The Court balanced the security interests of the institution against the privacy interests of the inmates in determining whether body cavity searches were constitutional. Its decision was carefully worded. Justice Rehnquist limited the issue decided:

  We deal here with the question whether visual body
  cavity inspections as contemplated by the MCC rules
  can ever be conducted on less than probable cause.
  Balancing the significant and legitimate security
  interests of the institution against the privacy
  interests of the inmates, we conclude that they can.
  Id. 441 U.S. at 560, 99 S.Ct. at 1885.

The Court did not state that all such searches were constitutional without probable cause in all circumstances. Rather, the Court invited individual determinations of whether a search was reasonable. The Court noted that the determination of reasonableness is not a mechanical process but rather one which requires balancing and is dependant upon the individual circumstances of the case. Id. at 559, 99 S.Ct. at 1884. See United States v. Lilly, 576 F.2d 1240, 1245 (5th Cir. 1978). If the search is determined reasonable, it is constitutional; if unreasonable it will not stand.

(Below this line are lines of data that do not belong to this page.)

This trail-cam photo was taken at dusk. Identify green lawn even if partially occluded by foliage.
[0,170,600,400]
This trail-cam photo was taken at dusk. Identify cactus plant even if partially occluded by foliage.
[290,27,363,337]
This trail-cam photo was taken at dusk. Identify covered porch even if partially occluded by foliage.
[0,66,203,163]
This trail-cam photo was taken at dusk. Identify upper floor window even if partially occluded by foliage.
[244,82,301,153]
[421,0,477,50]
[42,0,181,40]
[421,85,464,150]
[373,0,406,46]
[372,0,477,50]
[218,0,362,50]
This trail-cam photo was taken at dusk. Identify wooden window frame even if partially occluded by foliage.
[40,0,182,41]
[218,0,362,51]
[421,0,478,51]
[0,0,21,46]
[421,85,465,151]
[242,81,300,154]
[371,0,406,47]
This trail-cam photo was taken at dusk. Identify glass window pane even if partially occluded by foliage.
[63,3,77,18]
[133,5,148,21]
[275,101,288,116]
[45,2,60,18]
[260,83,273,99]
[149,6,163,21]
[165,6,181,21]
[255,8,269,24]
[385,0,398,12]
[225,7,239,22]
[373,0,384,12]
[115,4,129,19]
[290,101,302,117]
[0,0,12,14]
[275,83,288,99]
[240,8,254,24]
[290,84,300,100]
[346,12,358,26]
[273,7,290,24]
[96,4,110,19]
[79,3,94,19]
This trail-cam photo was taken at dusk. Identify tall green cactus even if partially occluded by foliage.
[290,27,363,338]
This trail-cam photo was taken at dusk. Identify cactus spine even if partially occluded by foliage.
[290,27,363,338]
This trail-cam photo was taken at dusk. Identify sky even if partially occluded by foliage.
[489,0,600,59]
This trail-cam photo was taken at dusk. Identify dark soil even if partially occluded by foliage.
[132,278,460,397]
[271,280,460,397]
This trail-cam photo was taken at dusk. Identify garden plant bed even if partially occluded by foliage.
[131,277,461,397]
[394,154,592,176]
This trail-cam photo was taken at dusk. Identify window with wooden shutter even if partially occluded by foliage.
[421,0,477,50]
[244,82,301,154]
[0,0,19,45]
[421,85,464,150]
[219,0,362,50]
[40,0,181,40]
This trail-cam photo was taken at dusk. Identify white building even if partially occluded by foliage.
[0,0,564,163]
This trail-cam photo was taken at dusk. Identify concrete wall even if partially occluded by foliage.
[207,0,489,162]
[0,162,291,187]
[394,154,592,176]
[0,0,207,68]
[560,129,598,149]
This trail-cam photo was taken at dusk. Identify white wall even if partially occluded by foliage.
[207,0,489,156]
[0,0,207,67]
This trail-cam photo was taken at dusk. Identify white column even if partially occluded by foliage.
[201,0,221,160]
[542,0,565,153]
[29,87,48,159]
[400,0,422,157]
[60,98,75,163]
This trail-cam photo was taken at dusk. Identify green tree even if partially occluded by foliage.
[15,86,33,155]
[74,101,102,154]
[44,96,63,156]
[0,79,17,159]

Contrary to the defendant's position, the situation here is not conclusively controlled by the ruling in Wolfish. The Court did not consider the particular burden that those searches place upon attorney visits or upon the plaintiff's access to the judicial process. Nor did it specifically discuss anal searches, the most intrusive and humiliating of the searches common to both sexes.

Unlike the Wolfish case, the plaintiff here is not seeking prison-wide relief which would unduly involve court intervention in prison administration. Rather, the plaintiff seeks individual relief in the court's capacity as manager of the discovery process. A protective order assures plaintiff access to the court to litigate his action without undue interference with the prison administration.

In evaluating whether the anal cavity search requirement is reasonable, this court must look at the security interest asserted by the state. The defendant has attached an affidavit (Exhibit E) listing 12 instances of contraband found "on residents and in their body cavities (sic)". The affidavit does not specify the time period during which the contraband was found nor does it specify whether such discoveries were ever made before or after an attorney's visit or before or after a plaintiff appeared for a deposition. There has been no showing in this case that either these specific attorneys or attorneys generally pose a security problem necessitating body cavity searches in this specific situation. The state's failure to do so indicates to this court that its security concerns are excessive in response to this particular situation.

Access to the courts conditioned on submission to a degrading and unnecessary search is unduly restrictive. Absent a showing of any security problem resulting from inmate attorney visits, a protective order is well within the discretion of the federal court. For that reason, the plaintiff's motion for a protective order under F.R.C.P. 26(c) is granted. The prison may not require him to submit to a body cavity search before or after his deposition or before or after an attorney visit in preparation for the deposition.